# Blundstone boots???



## David Maddox (Jan 12, 2004)

Anyone on the boards ever use Blundstone boots? If so, give some info. Thanks,
Dave

Aussie???


----------



## Carlo Iacobucci (Oct 15, 2007)

For what application ? I and a lot of others use them as work boots.


----------



## FOM (Jan 17, 2003)

I know Julie recommended tham to me, only one minor problem they don't make them in "Gnome" size  But she raves about them!

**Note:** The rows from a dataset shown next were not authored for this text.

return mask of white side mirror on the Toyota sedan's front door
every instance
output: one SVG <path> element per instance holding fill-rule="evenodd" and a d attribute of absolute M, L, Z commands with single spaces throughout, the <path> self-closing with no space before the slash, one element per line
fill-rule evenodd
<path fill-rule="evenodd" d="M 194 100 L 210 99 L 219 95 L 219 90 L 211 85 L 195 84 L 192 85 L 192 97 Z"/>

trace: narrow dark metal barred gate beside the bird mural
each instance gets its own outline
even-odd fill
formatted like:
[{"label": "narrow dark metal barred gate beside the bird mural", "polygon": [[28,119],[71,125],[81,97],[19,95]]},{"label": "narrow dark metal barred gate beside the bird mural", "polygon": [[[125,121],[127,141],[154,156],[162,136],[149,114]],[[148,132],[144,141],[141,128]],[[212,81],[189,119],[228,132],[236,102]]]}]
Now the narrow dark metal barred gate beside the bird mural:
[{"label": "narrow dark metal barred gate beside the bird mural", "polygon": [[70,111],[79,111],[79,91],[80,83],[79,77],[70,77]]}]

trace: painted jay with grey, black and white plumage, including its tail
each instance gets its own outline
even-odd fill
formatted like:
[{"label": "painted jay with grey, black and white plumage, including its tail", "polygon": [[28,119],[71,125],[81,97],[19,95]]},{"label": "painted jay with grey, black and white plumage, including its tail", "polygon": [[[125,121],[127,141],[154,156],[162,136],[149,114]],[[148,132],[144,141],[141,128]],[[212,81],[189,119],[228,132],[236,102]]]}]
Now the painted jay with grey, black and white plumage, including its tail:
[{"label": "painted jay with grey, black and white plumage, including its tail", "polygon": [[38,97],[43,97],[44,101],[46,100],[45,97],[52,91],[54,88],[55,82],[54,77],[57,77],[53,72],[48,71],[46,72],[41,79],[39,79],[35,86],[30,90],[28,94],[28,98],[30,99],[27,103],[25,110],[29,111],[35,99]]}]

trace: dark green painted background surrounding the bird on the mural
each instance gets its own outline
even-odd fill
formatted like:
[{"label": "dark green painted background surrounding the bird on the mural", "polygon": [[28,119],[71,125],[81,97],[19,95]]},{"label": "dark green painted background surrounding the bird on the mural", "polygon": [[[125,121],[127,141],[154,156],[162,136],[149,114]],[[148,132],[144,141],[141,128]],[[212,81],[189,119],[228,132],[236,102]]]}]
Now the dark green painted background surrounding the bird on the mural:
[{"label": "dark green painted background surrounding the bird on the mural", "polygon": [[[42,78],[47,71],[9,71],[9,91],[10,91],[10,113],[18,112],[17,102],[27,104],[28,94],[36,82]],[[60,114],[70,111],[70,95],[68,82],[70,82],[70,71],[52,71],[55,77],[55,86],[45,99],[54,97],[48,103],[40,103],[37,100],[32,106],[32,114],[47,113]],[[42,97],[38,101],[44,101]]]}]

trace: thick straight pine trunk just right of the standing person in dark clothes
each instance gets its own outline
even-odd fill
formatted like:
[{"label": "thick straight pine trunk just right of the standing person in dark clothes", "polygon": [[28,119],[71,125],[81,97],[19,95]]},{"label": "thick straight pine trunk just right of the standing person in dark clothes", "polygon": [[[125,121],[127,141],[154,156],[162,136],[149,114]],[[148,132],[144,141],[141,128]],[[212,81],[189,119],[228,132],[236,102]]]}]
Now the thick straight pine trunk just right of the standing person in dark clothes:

Lainee, Flash and 'Buttlet'


----------



## David Maddox (Jan 12, 2004)

Carlo,
Just dry field boots. I wanted some short pullups and "Blundies" were recommended.


----------



## D Osborn (Jul 19, 2004)

Love them-in barns, ht,everything but pouring rain.


----------



## Carlo Iacobucci (Oct 15, 2007)

David,they come recomended ,apply a little snow seal or similar water proofing and go for it.


----------



## David Maddox (Jan 12, 2004)

Thanks guys. I bought the 528s and plan to put camp dry on them.


----------



## Jason Ferris (Feb 23, 2004)

I've been wearing their 500s for years as my general work boots and for dog training. They have been great. Production has just moved to Asia so I'm not sure about them now.

Regards, Jason


----------